Three Exceptional Black Women Won The MacArthur 'Genius Grant' Fellowship
Being Black has never been easy, and today, as we deal with such divisiveness in our country, it does not look like it will get easier any time soon. But we have seen progress over the years, and in May, with George Floyd’s death, some industries decided to hold up a mirror to the issues which have plagued us for centuries and wipe off the blemishes which tarnished the beauty of their particular industry.
The publishing industry is one that has committed to diversifying the world of publishing in ways that have not historically been the case. Progress is what we fight for, what we keep our eye out for — and if we don’t, we should. Last week, there was more progress made for three Black storytellers.

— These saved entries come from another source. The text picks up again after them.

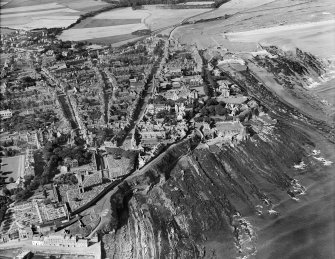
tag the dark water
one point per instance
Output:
(306, 228)
(44, 256)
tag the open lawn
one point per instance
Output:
(12, 167)
(273, 14)
(100, 32)
(32, 14)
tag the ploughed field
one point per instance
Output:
(34, 14)
(119, 24)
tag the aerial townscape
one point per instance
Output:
(139, 129)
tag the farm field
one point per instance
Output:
(13, 167)
(233, 7)
(118, 24)
(274, 14)
(32, 14)
(290, 36)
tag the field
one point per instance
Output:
(276, 13)
(32, 14)
(118, 24)
(290, 36)
(13, 167)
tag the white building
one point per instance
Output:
(6, 114)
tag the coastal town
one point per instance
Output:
(77, 118)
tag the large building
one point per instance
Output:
(60, 240)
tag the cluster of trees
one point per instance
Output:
(4, 201)
(8, 151)
(158, 50)
(102, 135)
(70, 179)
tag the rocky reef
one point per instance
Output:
(195, 201)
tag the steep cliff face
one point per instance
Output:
(196, 201)
(189, 204)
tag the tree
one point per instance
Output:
(220, 110)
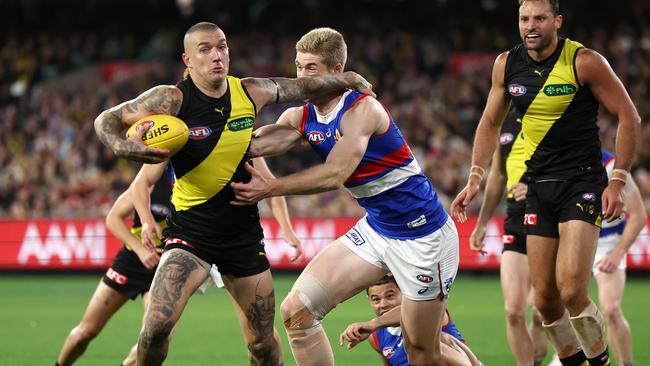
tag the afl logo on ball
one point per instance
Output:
(506, 138)
(199, 133)
(516, 90)
(315, 137)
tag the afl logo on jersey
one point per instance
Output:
(315, 137)
(506, 138)
(516, 90)
(199, 133)
(388, 352)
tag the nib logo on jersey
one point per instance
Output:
(516, 90)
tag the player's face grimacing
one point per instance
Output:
(384, 297)
(309, 64)
(207, 56)
(537, 25)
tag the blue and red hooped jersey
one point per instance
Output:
(388, 182)
(390, 342)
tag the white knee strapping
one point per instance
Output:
(590, 330)
(562, 337)
(313, 295)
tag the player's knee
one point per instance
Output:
(307, 303)
(550, 308)
(263, 349)
(515, 314)
(155, 332)
(574, 298)
(419, 356)
(612, 311)
(86, 332)
(294, 312)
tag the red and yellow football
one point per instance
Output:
(163, 131)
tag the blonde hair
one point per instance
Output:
(324, 42)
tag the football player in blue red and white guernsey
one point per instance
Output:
(406, 230)
(616, 238)
(384, 332)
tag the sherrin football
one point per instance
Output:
(163, 131)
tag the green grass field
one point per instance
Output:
(37, 312)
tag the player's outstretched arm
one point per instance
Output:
(636, 217)
(356, 333)
(141, 197)
(594, 71)
(494, 189)
(281, 212)
(162, 99)
(279, 137)
(485, 140)
(265, 91)
(340, 164)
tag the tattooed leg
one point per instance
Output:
(255, 303)
(178, 275)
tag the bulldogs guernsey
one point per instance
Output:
(388, 183)
(390, 343)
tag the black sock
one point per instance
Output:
(577, 359)
(600, 360)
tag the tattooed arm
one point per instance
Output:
(162, 99)
(265, 91)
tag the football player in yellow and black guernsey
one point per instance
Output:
(130, 274)
(557, 85)
(205, 228)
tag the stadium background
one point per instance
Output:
(63, 62)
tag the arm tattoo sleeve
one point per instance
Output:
(301, 89)
(158, 100)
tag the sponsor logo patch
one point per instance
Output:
(355, 237)
(506, 138)
(447, 284)
(116, 277)
(530, 219)
(417, 222)
(424, 278)
(559, 89)
(241, 124)
(159, 210)
(315, 137)
(388, 352)
(516, 90)
(589, 197)
(199, 133)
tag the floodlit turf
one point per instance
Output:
(37, 312)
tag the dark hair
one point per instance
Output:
(382, 281)
(555, 5)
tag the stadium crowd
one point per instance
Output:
(52, 86)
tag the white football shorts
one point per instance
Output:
(605, 245)
(424, 268)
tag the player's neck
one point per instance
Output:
(326, 103)
(543, 54)
(211, 90)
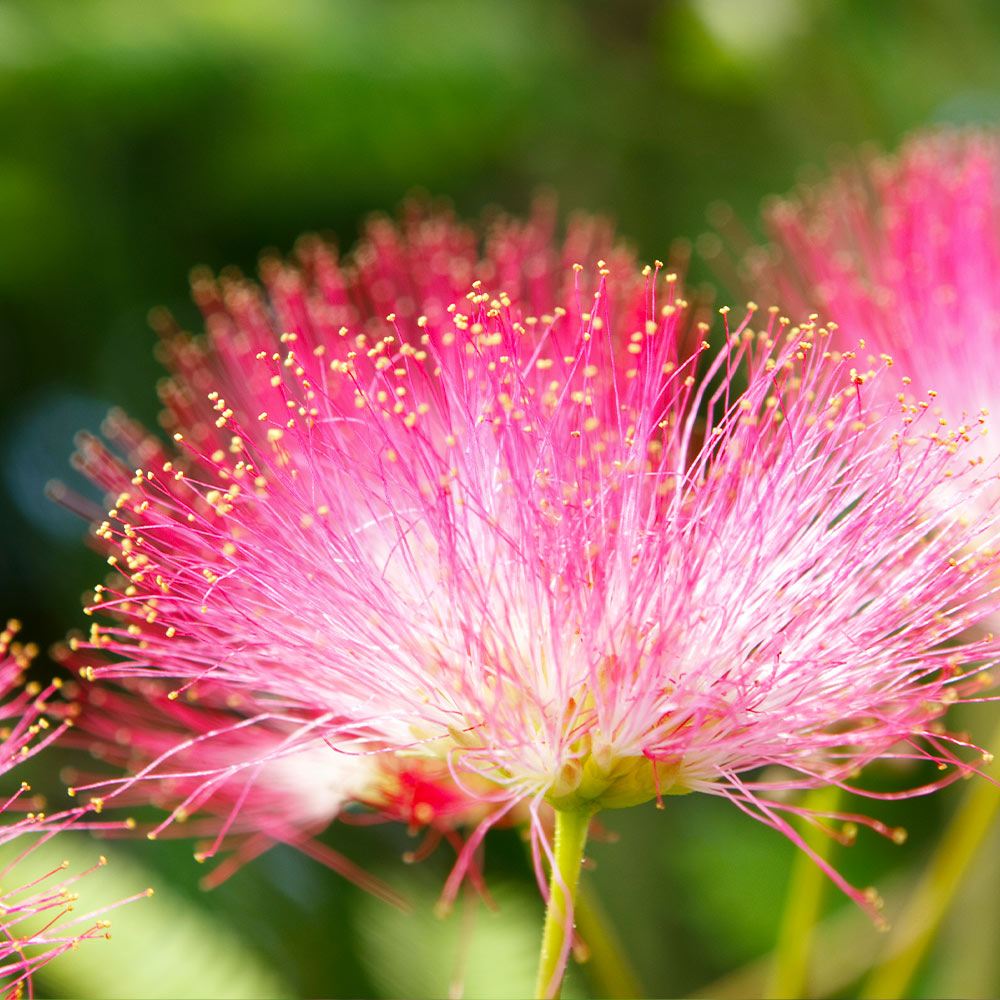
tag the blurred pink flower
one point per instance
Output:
(903, 250)
(35, 921)
(521, 529)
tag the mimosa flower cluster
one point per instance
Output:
(527, 520)
(36, 924)
(904, 248)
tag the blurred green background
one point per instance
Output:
(140, 139)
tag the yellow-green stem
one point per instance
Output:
(790, 969)
(572, 826)
(936, 889)
(608, 970)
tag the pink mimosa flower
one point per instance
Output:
(543, 542)
(35, 921)
(903, 250)
(242, 778)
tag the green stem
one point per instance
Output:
(790, 969)
(572, 827)
(936, 889)
(608, 970)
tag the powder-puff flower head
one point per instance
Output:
(35, 921)
(902, 249)
(241, 779)
(558, 550)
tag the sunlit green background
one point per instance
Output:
(139, 139)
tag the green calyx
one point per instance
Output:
(599, 780)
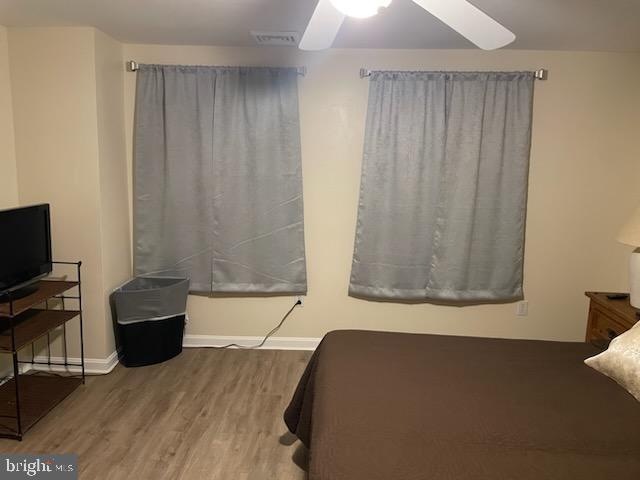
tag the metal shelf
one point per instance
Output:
(38, 395)
(29, 326)
(26, 398)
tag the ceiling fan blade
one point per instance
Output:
(470, 22)
(323, 27)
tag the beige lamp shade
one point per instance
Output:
(630, 233)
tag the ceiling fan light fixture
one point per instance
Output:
(360, 8)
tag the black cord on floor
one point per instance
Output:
(267, 336)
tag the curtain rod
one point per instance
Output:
(133, 66)
(540, 74)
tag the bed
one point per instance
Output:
(387, 406)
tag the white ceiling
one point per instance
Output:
(606, 25)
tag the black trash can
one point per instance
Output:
(150, 318)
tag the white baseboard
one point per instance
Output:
(102, 366)
(95, 366)
(273, 343)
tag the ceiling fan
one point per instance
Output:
(463, 17)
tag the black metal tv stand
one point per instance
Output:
(27, 397)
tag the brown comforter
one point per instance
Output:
(387, 406)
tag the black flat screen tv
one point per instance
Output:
(25, 246)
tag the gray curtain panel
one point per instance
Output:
(444, 187)
(218, 180)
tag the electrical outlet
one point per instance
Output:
(522, 309)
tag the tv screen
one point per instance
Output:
(25, 245)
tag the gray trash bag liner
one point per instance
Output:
(151, 298)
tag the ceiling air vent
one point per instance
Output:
(280, 39)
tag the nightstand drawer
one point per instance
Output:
(603, 326)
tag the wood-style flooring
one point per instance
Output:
(206, 414)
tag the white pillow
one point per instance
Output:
(621, 361)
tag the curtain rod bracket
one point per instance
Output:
(541, 74)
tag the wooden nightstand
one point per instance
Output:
(608, 318)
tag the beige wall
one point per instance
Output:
(68, 110)
(114, 216)
(584, 171)
(8, 173)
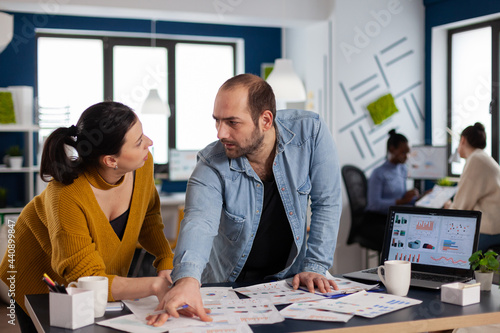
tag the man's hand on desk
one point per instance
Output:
(185, 293)
(166, 274)
(312, 280)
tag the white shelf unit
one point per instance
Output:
(29, 168)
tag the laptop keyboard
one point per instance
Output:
(422, 276)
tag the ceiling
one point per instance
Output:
(269, 13)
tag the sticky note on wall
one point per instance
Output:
(382, 108)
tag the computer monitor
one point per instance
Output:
(181, 164)
(427, 162)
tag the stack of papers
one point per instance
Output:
(231, 314)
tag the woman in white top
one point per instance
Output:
(479, 185)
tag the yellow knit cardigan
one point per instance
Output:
(64, 233)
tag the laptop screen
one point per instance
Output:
(433, 240)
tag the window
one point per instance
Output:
(77, 71)
(472, 81)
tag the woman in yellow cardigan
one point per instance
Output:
(95, 209)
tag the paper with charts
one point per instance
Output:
(231, 328)
(229, 314)
(307, 311)
(345, 286)
(367, 304)
(279, 292)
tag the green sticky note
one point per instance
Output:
(382, 108)
(7, 114)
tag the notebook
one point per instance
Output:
(438, 243)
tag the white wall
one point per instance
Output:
(367, 48)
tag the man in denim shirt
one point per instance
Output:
(247, 199)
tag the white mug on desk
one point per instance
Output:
(397, 276)
(99, 284)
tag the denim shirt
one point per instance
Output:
(224, 201)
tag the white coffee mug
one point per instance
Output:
(99, 284)
(397, 276)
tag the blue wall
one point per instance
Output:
(18, 60)
(439, 12)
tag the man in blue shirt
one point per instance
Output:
(246, 201)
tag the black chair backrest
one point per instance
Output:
(356, 186)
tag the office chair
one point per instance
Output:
(357, 188)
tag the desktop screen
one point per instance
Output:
(427, 162)
(181, 164)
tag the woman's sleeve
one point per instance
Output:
(73, 251)
(470, 185)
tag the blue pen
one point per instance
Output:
(185, 306)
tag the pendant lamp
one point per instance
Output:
(7, 29)
(153, 103)
(286, 84)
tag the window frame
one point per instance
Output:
(139, 39)
(495, 79)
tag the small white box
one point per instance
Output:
(72, 310)
(460, 293)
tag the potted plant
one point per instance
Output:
(15, 157)
(3, 197)
(484, 265)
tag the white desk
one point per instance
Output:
(170, 212)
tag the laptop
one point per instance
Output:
(437, 242)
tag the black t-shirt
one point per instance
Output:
(273, 241)
(120, 223)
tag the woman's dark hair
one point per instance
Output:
(100, 131)
(475, 135)
(395, 139)
(260, 94)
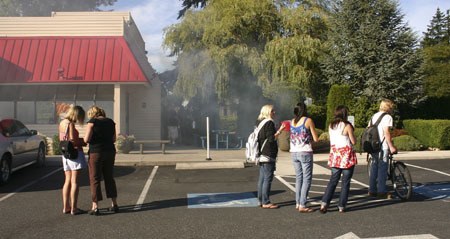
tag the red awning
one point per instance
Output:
(68, 60)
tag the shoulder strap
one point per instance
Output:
(67, 132)
(379, 119)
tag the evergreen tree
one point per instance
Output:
(438, 30)
(372, 50)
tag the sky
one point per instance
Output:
(152, 16)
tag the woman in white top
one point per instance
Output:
(303, 133)
(342, 158)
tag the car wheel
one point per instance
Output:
(5, 170)
(40, 161)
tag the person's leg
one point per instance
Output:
(298, 177)
(66, 191)
(382, 172)
(346, 179)
(108, 176)
(307, 167)
(373, 174)
(331, 187)
(95, 178)
(269, 169)
(260, 184)
(74, 189)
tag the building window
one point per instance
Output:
(26, 112)
(6, 110)
(45, 112)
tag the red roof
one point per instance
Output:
(68, 60)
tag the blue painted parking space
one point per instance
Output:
(221, 200)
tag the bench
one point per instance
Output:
(155, 141)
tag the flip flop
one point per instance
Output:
(305, 210)
(269, 206)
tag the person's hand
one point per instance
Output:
(393, 149)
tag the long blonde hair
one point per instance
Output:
(266, 110)
(76, 114)
(387, 105)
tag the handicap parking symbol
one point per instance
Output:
(434, 191)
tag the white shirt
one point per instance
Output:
(385, 122)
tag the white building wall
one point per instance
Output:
(145, 111)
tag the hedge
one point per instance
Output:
(407, 143)
(432, 133)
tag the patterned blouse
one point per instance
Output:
(342, 154)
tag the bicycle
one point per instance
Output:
(399, 175)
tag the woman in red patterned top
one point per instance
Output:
(342, 158)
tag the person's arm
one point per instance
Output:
(388, 138)
(312, 128)
(279, 130)
(270, 131)
(88, 134)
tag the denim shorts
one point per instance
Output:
(74, 164)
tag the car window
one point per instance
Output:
(21, 129)
(8, 127)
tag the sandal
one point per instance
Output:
(270, 206)
(305, 209)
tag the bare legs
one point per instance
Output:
(70, 192)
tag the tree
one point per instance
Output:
(374, 51)
(188, 4)
(438, 30)
(436, 67)
(45, 7)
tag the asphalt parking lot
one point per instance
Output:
(161, 202)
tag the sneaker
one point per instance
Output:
(372, 194)
(384, 196)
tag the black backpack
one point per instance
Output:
(370, 139)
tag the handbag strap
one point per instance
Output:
(67, 132)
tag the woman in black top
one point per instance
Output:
(101, 135)
(269, 152)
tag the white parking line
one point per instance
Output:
(29, 184)
(144, 192)
(428, 169)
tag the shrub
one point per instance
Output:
(338, 95)
(324, 137)
(432, 133)
(407, 143)
(318, 114)
(124, 143)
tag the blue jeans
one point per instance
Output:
(345, 186)
(303, 165)
(266, 171)
(378, 172)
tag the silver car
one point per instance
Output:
(19, 148)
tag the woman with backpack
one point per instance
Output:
(342, 159)
(269, 151)
(303, 133)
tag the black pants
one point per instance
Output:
(101, 165)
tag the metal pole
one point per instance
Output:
(208, 156)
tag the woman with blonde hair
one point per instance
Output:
(101, 135)
(269, 150)
(72, 167)
(303, 133)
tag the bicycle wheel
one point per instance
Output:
(401, 180)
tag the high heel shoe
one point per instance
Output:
(94, 212)
(114, 209)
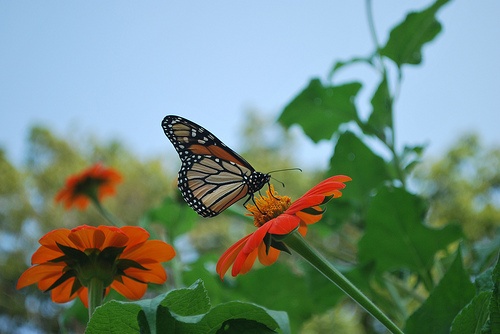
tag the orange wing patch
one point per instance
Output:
(216, 151)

It came by way of the MacArthur Foundation, who awarded three writers, Tressie McMillan Cottom, N.K. Jemisin, and Jacqueline Woodson, and other scholars of color. Unofficially called the “genius awards,” recipients are encouraged to pursue “their own creative, intellectual, and professional inclinations,” as scholars.
Awards were given based on three criteria, per the MacArthur Foundation: “1) Exceptional creativity 2) Promise for important future advances based on a track record of significant accomplishments 3) Potential for the Fellowship to facilitate subsequent creative work.” The Foundation also states: “Language itself is radical. It can be used to either support or challenge the systemic racism we seek to dismantle.”
Each of the (21 total) MacArthur Foundation fellows will receive a $625,000 grant to be given over a 5-year period and used at the awardee’s discretion.
Their decision to bestow this prestigious award upon diverse people, especially to Black women, is a true example of what it means to walk the walk. It is imperative that we spend time getting to know the three Black authors whose storytelling and overall badassness have propelled them into the genius stratosphere. Their work centers around educating readers about race, equity, and inclusion — as these themes have historically lived in our society — and how they play out today.
Cottom, Jemisin, and Woodson have gifted us with their stories, stories that continue to force us to talk about the issues that are staring us in the face now around race. The work of these writers is important for us to all explore deeper, including me as a Black woman, to better understand race through the lens of the stories and realities that Jemisin, Cottom, and Woodson share.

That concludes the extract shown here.